Segundo Lula, o governo vai recorrer ao Supremo Tribunal Federal (STF) contra a decisão do Congresso. A Advocacia-Geral da União (AGU) protocolou nesta terça-feira (1º) uma ação declaratória de constitucionalidade do decreto, que será relatada pelo ministro Alexandre de Moraes.
“O presidente da República tem o direito de editar decretos. O Congresso pode questionar, mas não pode governar em meu lugar. Quando há impasse, é a Justiça quem decide”, disse Lula, que reiterou não haver rompimento com o Legislativo: “O diálogo será retomado. Vamos conversar com Hugo [Motta] e com Davi Alcolumbre para restabelecer a normalidade.”

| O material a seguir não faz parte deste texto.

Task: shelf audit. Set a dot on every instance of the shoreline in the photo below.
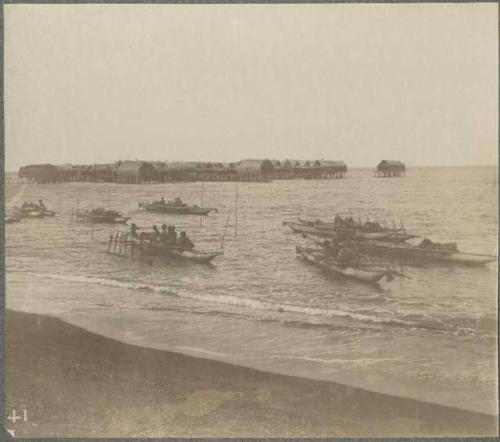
(75, 383)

O decreto do Ministério da Fazenda elevava a alíquota do IOF sobre operações de crédito, seguros e câmbio, como parte das metas fiscais e de justiça tributária. A proposta também previa aumento da CSLL de 12% para 18% sobre as apostas eletrônicas (bets) e de 9% para 15% sobre as fintechs, equiparando-as aos bancos. Havia ainda previsão de taxação de LCIs e LCAs, hoje isentas de Imposto de Renda.
Mesmo após o governo editar uma medida provisória no início de junho — que aumentou a tributação sobre bets e investimentos isentos e cortou R$ 4,28 bilhões em gastos — o Congresso decidiu derrubar o decreto do IOF.
“Como falar em corte de gastos se querem mexer no piso da educação e da saúde?”, questionou Lula. “Propus cortar 10% de todos os benefícios fiscais. Há R$ 860 bilhões em isenções no Brasil. Quem tem gordura, pode contribuir mais. Precisamos preservar quem mais precisa.”
O presidente cumpre agenda em Salvador pela celebração da Independência da Bahia e seguirá ainda nesta quarta-feira para a Cúpula do Mercosul, em Buenos Aires. Depois, participa da Cúpula do Brics no Rio de Janeiro.